Investigation of browser and web-based threats

  • Jonah Burgess

Student thesis: Doctoral ThesisDoctor of Philosophy

Abstract

This thesis explores the evolution of browser and web-based threats, focusing on the emerging CryptoJacking threat and the well-established Exploit Kit (EK) industry. Two ground-truth datasets are compiled for the experiments. The first is a set of 887 CryptoJacking samples comprising 11 miner families, extracted from the Alexa top 1m websites using a lightweight, static crawler and subject to manual analysis. The second is a set of 1279 EK samples compiled from network traffic samples obtained from reputable sources, representing various public and private networks, and encompassing the entire history of EK families.

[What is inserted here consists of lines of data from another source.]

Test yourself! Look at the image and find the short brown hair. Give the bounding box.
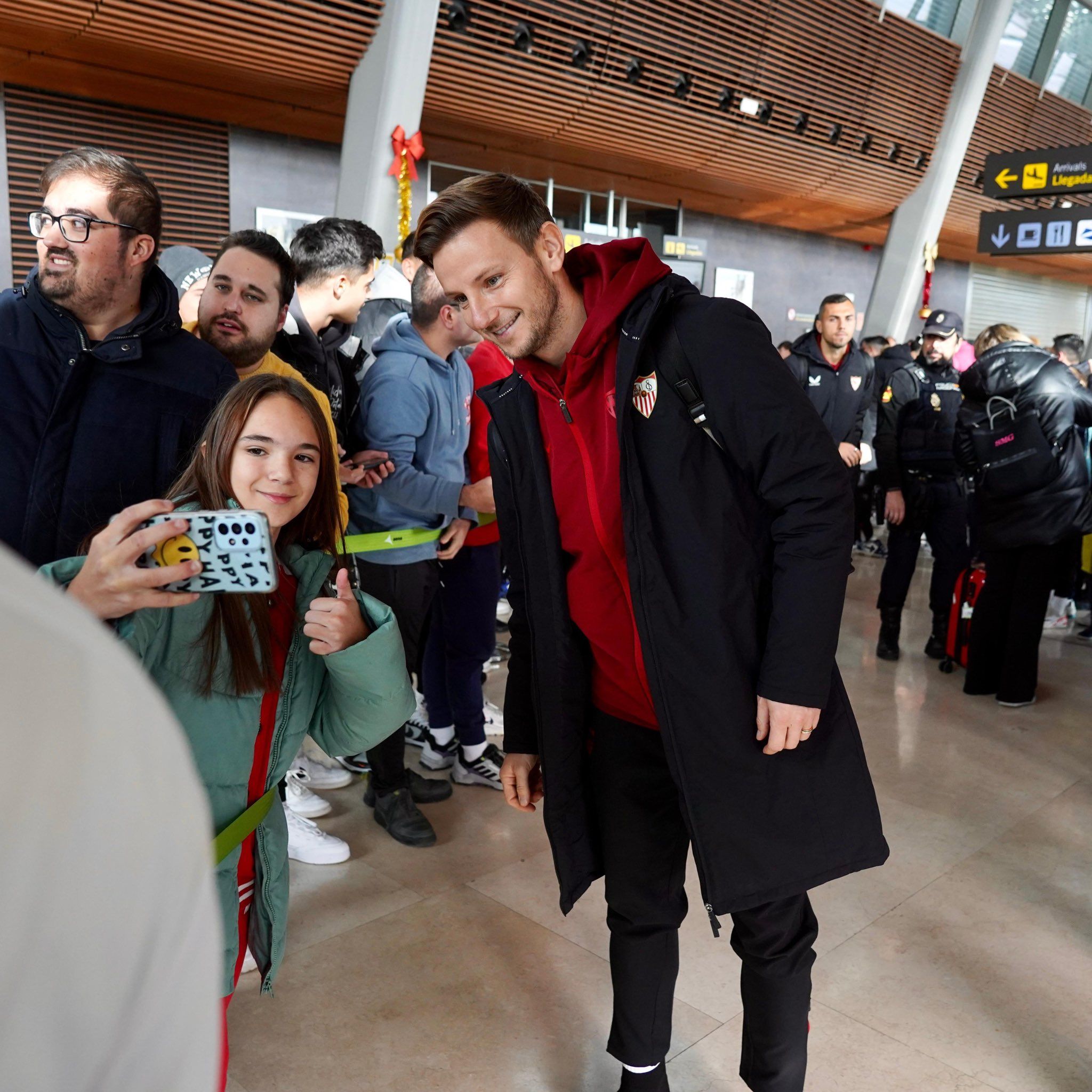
[413,174,553,268]
[38,145,163,254]
[974,322,1030,356]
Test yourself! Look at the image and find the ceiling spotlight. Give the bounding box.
[448,0,471,34]
[512,20,535,53]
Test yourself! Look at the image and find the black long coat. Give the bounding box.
[479,275,888,916]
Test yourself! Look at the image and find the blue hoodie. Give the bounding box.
[348,315,477,565]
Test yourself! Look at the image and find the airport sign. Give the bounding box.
[982,144,1092,198]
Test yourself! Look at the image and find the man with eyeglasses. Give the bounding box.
[0,147,237,565]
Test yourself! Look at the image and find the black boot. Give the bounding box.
[925,614,948,660]
[876,607,902,660]
[364,770,452,808]
[374,789,436,845]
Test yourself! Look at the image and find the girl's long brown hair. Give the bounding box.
[167,376,341,695]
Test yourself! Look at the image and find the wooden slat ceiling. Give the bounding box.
[0,0,383,141]
[4,85,228,284]
[423,0,1092,279]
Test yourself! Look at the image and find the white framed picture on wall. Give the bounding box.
[254,208,323,250]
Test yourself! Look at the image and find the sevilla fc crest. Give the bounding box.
[633,372,656,417]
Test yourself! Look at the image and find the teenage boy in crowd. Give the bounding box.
[0,147,235,565]
[420,341,512,789]
[415,175,888,1092]
[350,269,493,846]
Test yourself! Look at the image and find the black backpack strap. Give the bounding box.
[656,301,724,451]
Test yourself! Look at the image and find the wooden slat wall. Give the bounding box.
[4,85,228,284]
[424,0,1090,286]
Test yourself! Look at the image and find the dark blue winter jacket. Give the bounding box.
[0,268,238,565]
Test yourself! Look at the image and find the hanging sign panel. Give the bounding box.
[982,144,1092,198]
[978,205,1092,254]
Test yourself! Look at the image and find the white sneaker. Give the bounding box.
[451,744,504,789]
[284,804,349,865]
[481,701,504,736]
[284,769,333,819]
[292,747,353,790]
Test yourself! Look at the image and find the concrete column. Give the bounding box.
[335,0,440,252]
[865,0,1014,341]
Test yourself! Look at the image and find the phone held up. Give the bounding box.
[136,508,277,594]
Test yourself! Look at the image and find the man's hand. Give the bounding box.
[351,449,394,489]
[303,569,368,656]
[459,475,497,512]
[757,697,820,754]
[68,500,201,620]
[838,443,861,466]
[436,519,474,561]
[500,754,543,812]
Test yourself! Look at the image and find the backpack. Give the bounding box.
[971,395,1062,498]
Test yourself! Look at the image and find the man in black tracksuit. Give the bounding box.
[876,310,971,660]
[785,295,876,465]
[416,175,888,1092]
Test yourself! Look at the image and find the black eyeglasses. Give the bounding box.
[27,212,140,243]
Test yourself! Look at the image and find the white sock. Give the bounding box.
[463,739,489,762]
[428,724,455,747]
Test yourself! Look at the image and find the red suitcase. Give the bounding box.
[940,569,986,675]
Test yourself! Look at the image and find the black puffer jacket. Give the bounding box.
[956,342,1092,549]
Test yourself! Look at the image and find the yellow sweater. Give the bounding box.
[182,322,348,533]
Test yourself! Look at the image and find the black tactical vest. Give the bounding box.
[899,364,963,477]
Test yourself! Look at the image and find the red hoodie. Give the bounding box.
[516,238,670,728]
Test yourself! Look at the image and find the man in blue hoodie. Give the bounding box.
[349,267,492,845]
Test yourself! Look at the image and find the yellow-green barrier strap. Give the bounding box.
[342,513,497,553]
[212,785,277,865]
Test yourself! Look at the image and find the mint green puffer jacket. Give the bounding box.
[42,546,414,997]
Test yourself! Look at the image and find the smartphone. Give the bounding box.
[136,508,277,594]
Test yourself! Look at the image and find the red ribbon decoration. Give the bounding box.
[387,126,425,181]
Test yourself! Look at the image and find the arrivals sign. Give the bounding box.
[978,205,1092,254]
[982,144,1092,198]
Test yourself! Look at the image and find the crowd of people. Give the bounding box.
[0,147,1092,1092]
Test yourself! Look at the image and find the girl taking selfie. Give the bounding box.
[43,376,414,1085]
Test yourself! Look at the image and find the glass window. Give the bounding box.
[1043,0,1092,103]
[994,0,1066,75]
[887,0,974,38]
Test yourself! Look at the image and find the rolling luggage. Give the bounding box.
[940,569,986,675]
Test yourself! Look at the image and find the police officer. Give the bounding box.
[876,309,970,660]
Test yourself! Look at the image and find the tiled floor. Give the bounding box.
[228,558,1092,1092]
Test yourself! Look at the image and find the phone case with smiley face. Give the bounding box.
[136,508,277,594]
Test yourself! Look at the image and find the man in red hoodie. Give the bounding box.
[415,175,887,1092]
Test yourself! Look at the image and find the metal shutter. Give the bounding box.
[4,84,228,284]
[966,266,1089,346]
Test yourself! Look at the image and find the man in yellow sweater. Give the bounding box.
[186,229,389,527]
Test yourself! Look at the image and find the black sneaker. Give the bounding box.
[374,789,436,846]
[451,744,504,789]
[364,770,452,808]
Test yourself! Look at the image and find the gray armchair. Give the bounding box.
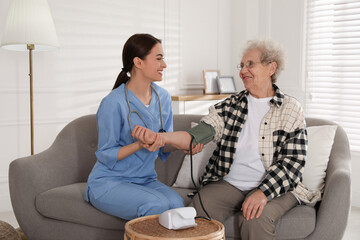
[9,115,350,240]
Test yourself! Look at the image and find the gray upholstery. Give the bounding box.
[9,115,350,240]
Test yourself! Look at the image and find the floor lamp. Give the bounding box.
[0,0,59,155]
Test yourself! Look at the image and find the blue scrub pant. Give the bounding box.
[89,180,184,220]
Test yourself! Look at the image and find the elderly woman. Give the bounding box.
[133,41,309,240]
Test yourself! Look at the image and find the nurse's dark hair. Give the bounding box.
[113,33,161,89]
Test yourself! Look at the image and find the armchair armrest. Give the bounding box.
[306,125,351,240]
[9,115,97,238]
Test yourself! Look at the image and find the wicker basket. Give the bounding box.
[124,215,225,240]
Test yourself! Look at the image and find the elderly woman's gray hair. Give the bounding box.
[243,40,285,83]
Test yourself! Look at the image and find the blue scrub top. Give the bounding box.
[85,83,173,201]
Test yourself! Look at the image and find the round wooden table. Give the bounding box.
[124,215,225,240]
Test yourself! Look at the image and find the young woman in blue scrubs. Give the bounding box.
[85,34,184,220]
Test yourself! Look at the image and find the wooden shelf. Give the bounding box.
[171,94,230,101]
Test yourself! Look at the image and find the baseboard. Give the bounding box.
[0,176,12,212]
[0,195,12,212]
[351,190,360,207]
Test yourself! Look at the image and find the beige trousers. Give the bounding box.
[190,180,298,240]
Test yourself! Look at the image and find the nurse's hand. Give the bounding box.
[131,125,157,145]
[184,143,204,155]
[142,133,165,152]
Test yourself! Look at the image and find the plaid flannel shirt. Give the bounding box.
[201,84,321,205]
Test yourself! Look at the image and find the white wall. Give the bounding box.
[0,0,360,212]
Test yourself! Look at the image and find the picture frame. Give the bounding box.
[203,69,220,94]
[216,76,237,94]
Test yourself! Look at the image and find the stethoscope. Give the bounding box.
[125,82,166,139]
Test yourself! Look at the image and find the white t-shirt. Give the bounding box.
[224,94,272,191]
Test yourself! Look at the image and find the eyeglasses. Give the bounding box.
[236,61,261,71]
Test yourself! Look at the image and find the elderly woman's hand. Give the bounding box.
[241,189,268,220]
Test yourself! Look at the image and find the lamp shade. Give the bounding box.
[1,0,59,51]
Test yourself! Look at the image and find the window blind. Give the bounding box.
[305,0,360,152]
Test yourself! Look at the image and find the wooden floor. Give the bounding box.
[0,207,360,240]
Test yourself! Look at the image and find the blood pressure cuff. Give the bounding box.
[186,122,215,146]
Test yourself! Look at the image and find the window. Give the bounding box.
[305,0,360,152]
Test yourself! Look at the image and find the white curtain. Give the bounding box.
[305,0,360,152]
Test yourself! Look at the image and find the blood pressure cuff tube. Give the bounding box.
[186,122,215,147]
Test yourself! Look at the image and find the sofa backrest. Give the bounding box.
[58,114,349,185]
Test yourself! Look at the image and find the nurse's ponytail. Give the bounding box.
[113,33,161,89]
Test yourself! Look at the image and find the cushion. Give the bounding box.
[35,183,126,230]
[172,122,216,188]
[302,125,337,191]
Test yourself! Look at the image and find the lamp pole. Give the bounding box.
[27,44,35,155]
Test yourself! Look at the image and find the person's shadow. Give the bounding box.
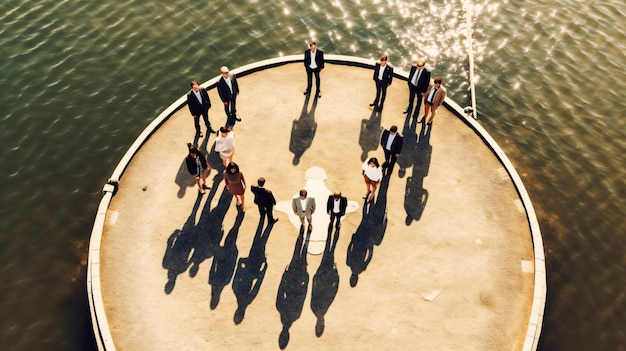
[209,209,245,310]
[289,95,317,165]
[189,184,233,277]
[359,110,383,162]
[276,225,311,350]
[311,226,340,337]
[346,177,389,287]
[162,194,202,294]
[232,217,274,324]
[404,121,433,226]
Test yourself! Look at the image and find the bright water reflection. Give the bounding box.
[0,0,626,350]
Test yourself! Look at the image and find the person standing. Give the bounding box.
[404,60,430,121]
[304,41,324,98]
[215,127,235,167]
[185,143,211,194]
[224,162,246,212]
[370,55,393,112]
[250,177,278,224]
[361,157,383,202]
[380,126,402,175]
[187,80,215,137]
[291,189,315,231]
[326,191,348,229]
[422,77,446,124]
[217,66,241,127]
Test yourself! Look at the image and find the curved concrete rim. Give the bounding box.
[87,55,547,351]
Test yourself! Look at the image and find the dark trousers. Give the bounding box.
[224,94,237,127]
[328,211,341,228]
[383,148,398,174]
[374,79,387,111]
[306,67,320,94]
[193,111,211,133]
[258,205,274,222]
[406,84,422,118]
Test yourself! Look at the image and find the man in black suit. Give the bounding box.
[380,126,402,175]
[250,177,278,223]
[370,55,393,112]
[326,191,348,229]
[217,66,241,127]
[187,80,215,137]
[304,41,324,98]
[404,60,430,122]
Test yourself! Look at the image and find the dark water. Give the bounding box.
[0,0,626,350]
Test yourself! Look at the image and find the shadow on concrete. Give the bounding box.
[311,225,340,337]
[189,186,233,277]
[359,110,383,162]
[404,121,433,226]
[162,193,202,294]
[276,225,311,350]
[289,95,317,165]
[209,207,245,310]
[232,217,274,324]
[346,177,390,287]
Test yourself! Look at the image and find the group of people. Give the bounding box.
[186,41,446,230]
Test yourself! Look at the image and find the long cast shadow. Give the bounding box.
[162,194,202,294]
[232,217,274,324]
[346,177,390,287]
[276,225,311,350]
[189,182,233,277]
[359,110,383,162]
[209,209,245,310]
[404,121,433,226]
[311,225,340,337]
[289,95,317,165]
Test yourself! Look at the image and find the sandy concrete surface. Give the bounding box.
[100,63,533,350]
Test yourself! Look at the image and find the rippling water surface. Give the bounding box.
[0,0,626,350]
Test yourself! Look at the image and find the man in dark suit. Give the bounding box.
[326,191,348,229]
[304,41,324,98]
[404,60,430,122]
[250,177,278,224]
[187,80,215,137]
[380,126,402,175]
[217,66,241,127]
[370,55,393,112]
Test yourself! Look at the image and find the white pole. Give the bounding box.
[465,0,478,119]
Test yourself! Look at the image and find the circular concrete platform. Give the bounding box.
[88,55,545,350]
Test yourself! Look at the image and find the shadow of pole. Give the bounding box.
[311,225,340,337]
[404,121,433,226]
[209,209,245,310]
[232,217,274,324]
[276,225,311,350]
[289,95,317,165]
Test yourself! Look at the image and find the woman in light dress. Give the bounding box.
[215,127,235,167]
[362,157,383,202]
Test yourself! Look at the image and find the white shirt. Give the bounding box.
[309,50,317,69]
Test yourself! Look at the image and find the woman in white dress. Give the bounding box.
[362,157,383,202]
[215,127,235,167]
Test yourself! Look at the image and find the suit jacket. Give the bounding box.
[373,63,393,85]
[380,129,402,155]
[250,185,276,207]
[424,84,446,111]
[326,195,348,216]
[187,88,211,117]
[291,197,315,217]
[408,66,430,94]
[217,74,239,102]
[304,49,324,70]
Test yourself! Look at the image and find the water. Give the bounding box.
[0,0,626,350]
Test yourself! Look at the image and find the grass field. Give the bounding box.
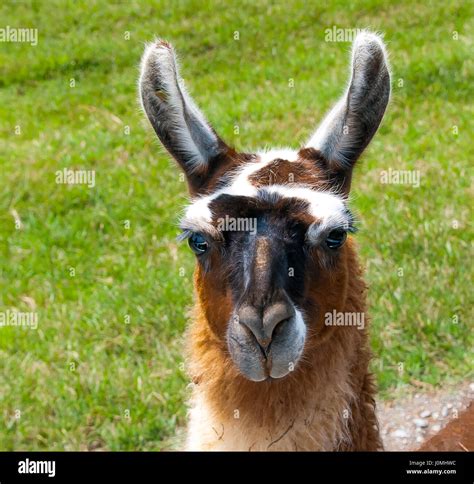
[0,0,474,450]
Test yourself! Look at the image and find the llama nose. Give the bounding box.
[238,302,295,350]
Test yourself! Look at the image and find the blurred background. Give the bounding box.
[0,0,474,450]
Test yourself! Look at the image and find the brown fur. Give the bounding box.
[187,236,382,450]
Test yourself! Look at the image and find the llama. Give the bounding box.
[139,31,390,451]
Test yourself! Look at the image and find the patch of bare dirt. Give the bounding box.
[377,382,474,451]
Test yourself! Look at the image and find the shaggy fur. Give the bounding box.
[140,32,390,451]
[186,236,382,450]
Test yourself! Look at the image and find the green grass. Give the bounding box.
[0,0,474,450]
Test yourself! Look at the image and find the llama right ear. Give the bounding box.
[139,40,232,194]
[306,31,390,193]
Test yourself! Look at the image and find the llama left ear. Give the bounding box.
[306,31,390,193]
[139,40,233,194]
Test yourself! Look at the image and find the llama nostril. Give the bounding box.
[238,303,295,355]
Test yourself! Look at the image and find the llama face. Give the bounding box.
[140,33,390,381]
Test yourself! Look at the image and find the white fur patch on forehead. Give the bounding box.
[257,148,298,164]
[180,150,351,241]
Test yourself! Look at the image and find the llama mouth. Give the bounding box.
[227,312,306,382]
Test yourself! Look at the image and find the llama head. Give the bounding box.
[140,32,390,381]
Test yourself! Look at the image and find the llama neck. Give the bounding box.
[183,294,379,450]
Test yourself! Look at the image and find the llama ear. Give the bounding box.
[306,31,390,193]
[139,40,231,194]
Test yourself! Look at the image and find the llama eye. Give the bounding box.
[188,234,209,255]
[326,229,347,249]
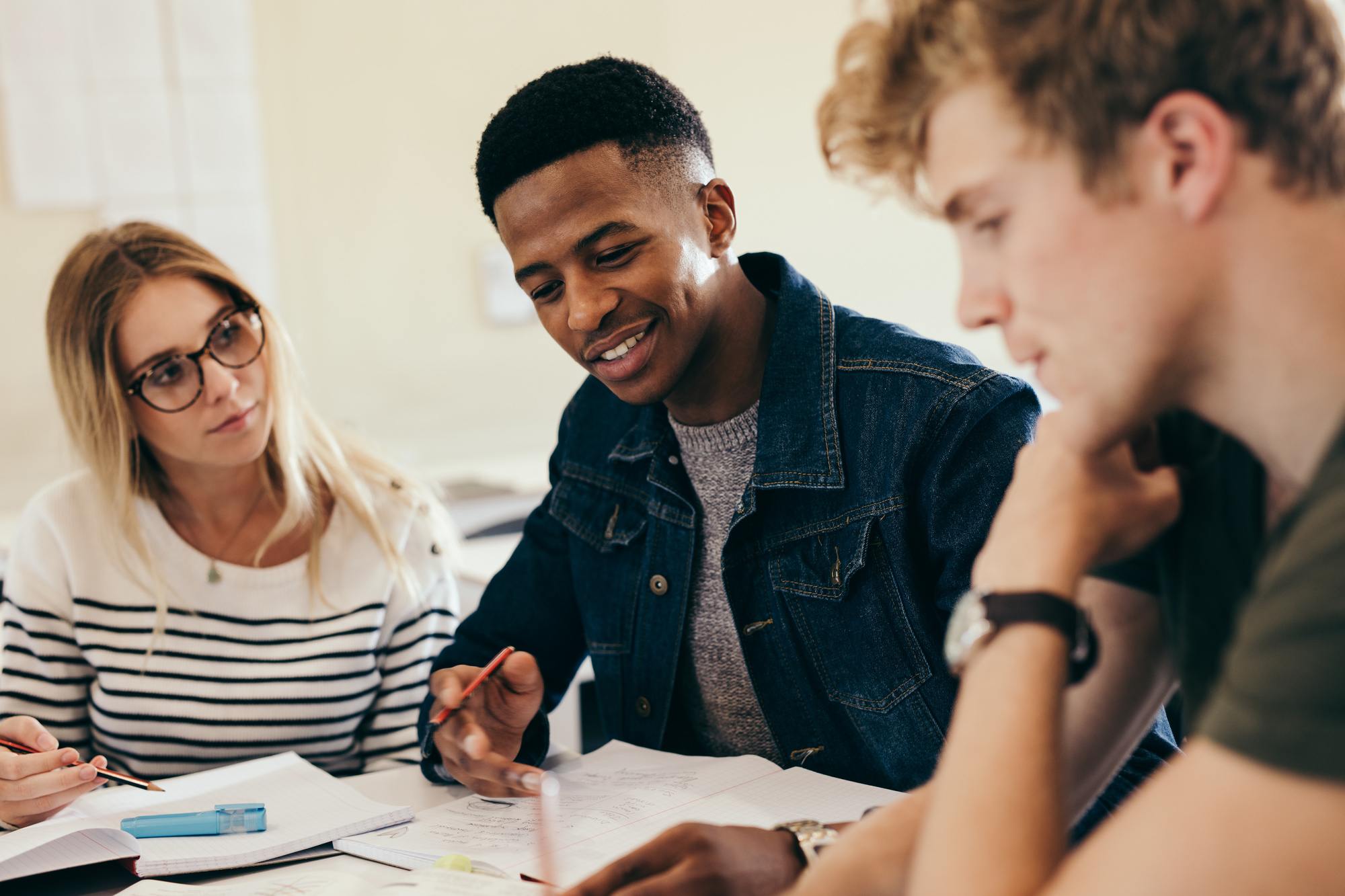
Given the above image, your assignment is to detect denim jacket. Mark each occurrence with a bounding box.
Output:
[422,253,1167,823]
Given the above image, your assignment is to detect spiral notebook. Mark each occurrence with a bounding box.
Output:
[0,754,412,881]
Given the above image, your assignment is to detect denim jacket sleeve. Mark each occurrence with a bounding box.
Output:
[420,409,586,783]
[920,374,1041,614]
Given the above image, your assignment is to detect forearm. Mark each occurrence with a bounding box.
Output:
[1061,577,1176,819]
[909,626,1067,896]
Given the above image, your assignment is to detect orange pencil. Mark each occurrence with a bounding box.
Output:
[421,647,514,758]
[0,737,163,792]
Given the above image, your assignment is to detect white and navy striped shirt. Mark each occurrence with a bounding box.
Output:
[0,473,457,778]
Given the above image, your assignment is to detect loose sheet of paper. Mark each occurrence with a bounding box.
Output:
[335,741,900,885]
[0,754,412,880]
[122,868,546,896]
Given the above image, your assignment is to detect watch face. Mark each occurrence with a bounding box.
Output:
[943,591,994,674]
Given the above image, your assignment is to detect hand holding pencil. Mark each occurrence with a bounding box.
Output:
[429,649,542,797]
[0,716,108,827]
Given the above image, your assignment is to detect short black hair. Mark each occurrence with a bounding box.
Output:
[476,56,714,223]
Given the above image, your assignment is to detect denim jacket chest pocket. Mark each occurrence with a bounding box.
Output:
[547,474,648,653]
[769,517,929,713]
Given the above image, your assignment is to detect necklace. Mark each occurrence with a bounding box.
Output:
[196,489,266,585]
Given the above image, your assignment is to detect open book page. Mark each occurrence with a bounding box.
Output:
[535,760,905,887]
[122,868,549,896]
[335,741,900,885]
[0,754,412,880]
[0,825,140,881]
[335,741,780,868]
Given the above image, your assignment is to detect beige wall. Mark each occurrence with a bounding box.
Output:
[0,0,1003,514]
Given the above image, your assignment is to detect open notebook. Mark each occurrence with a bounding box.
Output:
[0,754,412,881]
[332,741,902,887]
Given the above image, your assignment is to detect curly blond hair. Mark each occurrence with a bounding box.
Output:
[818,0,1345,210]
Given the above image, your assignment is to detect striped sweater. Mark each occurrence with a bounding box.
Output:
[0,473,457,778]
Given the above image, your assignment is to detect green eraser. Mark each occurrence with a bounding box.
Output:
[434,853,472,874]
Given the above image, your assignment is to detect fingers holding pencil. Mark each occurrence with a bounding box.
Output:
[0,716,108,827]
[430,651,542,797]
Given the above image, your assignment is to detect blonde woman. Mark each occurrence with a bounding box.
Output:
[0,223,457,827]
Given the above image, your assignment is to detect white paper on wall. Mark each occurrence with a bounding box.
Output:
[0,0,85,89]
[476,243,537,327]
[4,83,102,208]
[168,0,253,83]
[98,199,192,233]
[182,81,264,198]
[79,0,168,83]
[94,81,180,202]
[186,198,274,302]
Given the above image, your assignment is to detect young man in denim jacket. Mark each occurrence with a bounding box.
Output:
[422,58,1170,889]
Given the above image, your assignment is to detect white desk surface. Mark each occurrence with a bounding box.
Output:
[22,749,576,896]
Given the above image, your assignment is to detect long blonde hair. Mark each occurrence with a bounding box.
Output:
[47,222,453,634]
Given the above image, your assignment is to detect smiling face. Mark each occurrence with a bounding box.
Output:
[116,276,272,475]
[495,142,732,405]
[925,83,1216,450]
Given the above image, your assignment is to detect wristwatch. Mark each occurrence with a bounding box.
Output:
[943,588,1098,685]
[775,819,841,865]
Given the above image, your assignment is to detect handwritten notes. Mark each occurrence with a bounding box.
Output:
[122,868,546,896]
[335,743,900,885]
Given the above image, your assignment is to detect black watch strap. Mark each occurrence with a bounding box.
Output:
[982,591,1098,685]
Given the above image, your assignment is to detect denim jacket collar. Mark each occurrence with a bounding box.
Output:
[608,251,845,489]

Subsequently, knowledge gained from a large-scale analysis of EK samples is used to develop REdiREKT, a system that utilises the open-source Zeek Intrusion Detection System (IDS) to map HTTP redirection chains and extract distinguishing features for machine learning (ML). By processing a unique combination of 9 redirection techniques, REdiREKT correctly extracted 96.52% of malicious domains from 1279 EK samples, spanning 28 families and 8 campaigns, and only failed to extract 0.7% of malicious chains.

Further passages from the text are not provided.